1 . Environment Setup: Install the required Qiskit libraries for quantum machine learning.
2. Importing Libraries: Import all required libraries including NumPy, Pandas, Matplotlib, Seaborn, Scikit-learn, and Qiskit modules for building and evaluating classical and quantum classifiers.
3. Data Loading: Mounting the Google Drive and loading the soil dataset from Google Drive.
4. Target Variable Creation: Creating a binary target variable by splitting counties into high and low cultivated land based on the median of the CULT_LAND column.

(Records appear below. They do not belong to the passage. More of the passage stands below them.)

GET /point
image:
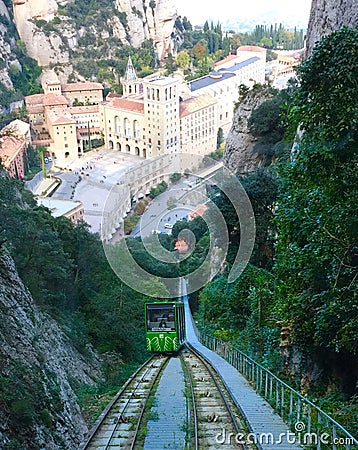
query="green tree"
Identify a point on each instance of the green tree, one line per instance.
(317, 212)
(183, 59)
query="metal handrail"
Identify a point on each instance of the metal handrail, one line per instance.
(315, 428)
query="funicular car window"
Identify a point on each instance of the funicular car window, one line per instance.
(160, 317)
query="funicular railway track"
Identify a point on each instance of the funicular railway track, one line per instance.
(209, 406)
(118, 425)
(212, 409)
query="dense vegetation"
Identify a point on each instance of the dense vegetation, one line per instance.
(68, 275)
(202, 47)
(302, 277)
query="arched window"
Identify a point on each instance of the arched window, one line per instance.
(136, 130)
(117, 126)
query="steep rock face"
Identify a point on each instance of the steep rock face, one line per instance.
(143, 20)
(38, 369)
(45, 48)
(238, 154)
(6, 47)
(328, 16)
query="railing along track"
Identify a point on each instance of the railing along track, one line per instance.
(223, 414)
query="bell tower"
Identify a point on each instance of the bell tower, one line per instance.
(131, 84)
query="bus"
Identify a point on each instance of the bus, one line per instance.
(165, 326)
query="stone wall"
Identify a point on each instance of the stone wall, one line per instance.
(327, 16)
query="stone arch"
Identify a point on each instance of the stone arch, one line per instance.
(127, 127)
(117, 125)
(136, 129)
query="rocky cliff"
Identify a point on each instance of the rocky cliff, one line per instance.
(238, 154)
(327, 16)
(7, 45)
(39, 368)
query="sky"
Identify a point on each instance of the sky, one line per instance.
(288, 11)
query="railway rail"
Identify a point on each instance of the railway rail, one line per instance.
(118, 425)
(210, 409)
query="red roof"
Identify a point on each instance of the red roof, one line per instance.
(35, 99)
(225, 60)
(129, 105)
(84, 109)
(251, 48)
(181, 246)
(194, 104)
(81, 86)
(198, 211)
(54, 100)
(10, 147)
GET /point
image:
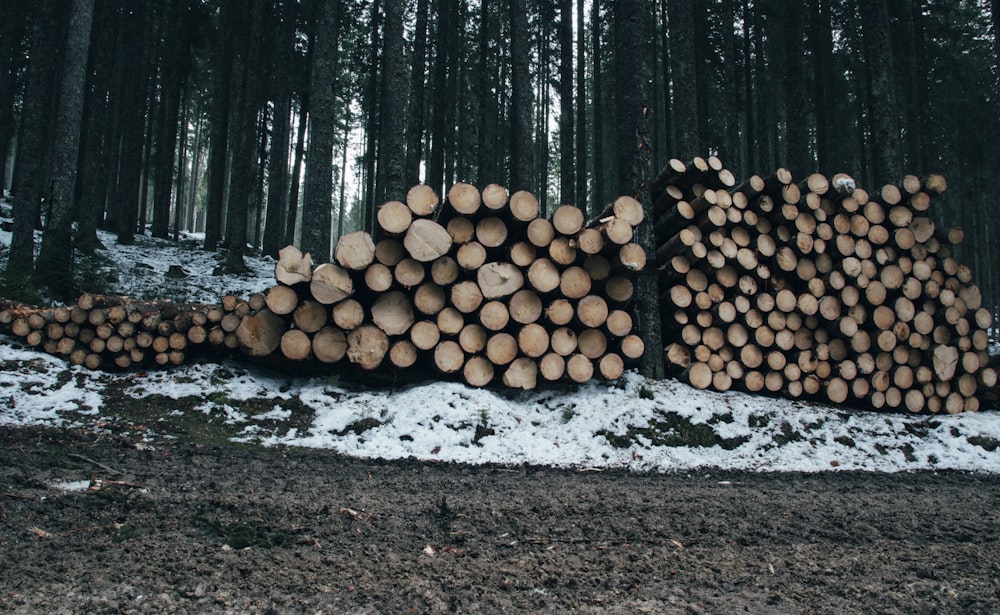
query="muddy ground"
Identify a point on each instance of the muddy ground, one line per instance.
(209, 528)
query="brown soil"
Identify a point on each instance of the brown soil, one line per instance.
(229, 529)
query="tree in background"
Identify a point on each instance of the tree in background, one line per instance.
(54, 267)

5. Feature Selection: Selecting four features (NVG_LAND, GRS_LAND, FOR_LAND, SQ3) identified through forward sequential feature selection. Four features are used because each feature maps to one qubit in the quantum models.
6. Preprocessing: Splitting the data into training and testing sets and scaling the features using StandardScaler. The scaler is fit only on training data to prevent data leakage.
7. Training Subsets for Quantum Models: Creating a reduced 800-sample training subset for the quantum models using stratified subsampling. This is standard practice in QML research due to the O(n^2) cost of quantum kernel computation.
8. Evaluation Metrics Helper: Defining a reusable helper function that computes the same standardized set of metrics (Accuracy, Precision, Recall, F1 Score, AUC-ROC, Balanced Accuracy, MSE, training time, inference time, parameter count) for every model.
9. Classical SVM: Our baseline is a Support Vector Classifier (SVC) with an RBF kernel. It finds a decision boundary that maximizes the margin between classes, using the kernel trick to implicitly map data into a higher-dimensional space. We first train it on the full 2,487 samples to show what classical ML achieves at scale.
We then train the same SVM on the reduced 800-sample subset for a fair comparison with the quantum models. Both runs use the same test set, so all accuracy numbers are directly comparable.
10. Quantum Circuit Components: Setting up the quantum circuit components: ZZFeatureMap with reps=1 for data encoding, RealAmplitudes ansatz with reps=3 for trainable rotations, and COBYLA optimizer with 200 iterations for training.
11. Hybrid Quantum-Classical (QSVC): Training the Hybrid Quantum Support Vector Classifier using a FidelityStatevectorKernel and grid search over the C parameter to find the best SVM configuration.
12. Quantum VQC (Fully Quantum): Training the Variational Quantum Classifier on the reduced dataset using the COBYLA optimizer with 200 iterations and a convergence callback to track loss. This cell may take 8-12 minutes to run.
13. Final Comparison: All four model results (Classical SVM at full data, Classical SVM at 800 samples, Hybrid QSVC at 800 samples, and Quantum VQC at 800 samples) are assembled into a single comparison DataFrame. All models are evaluated on the same test set, making every metric directly comparable.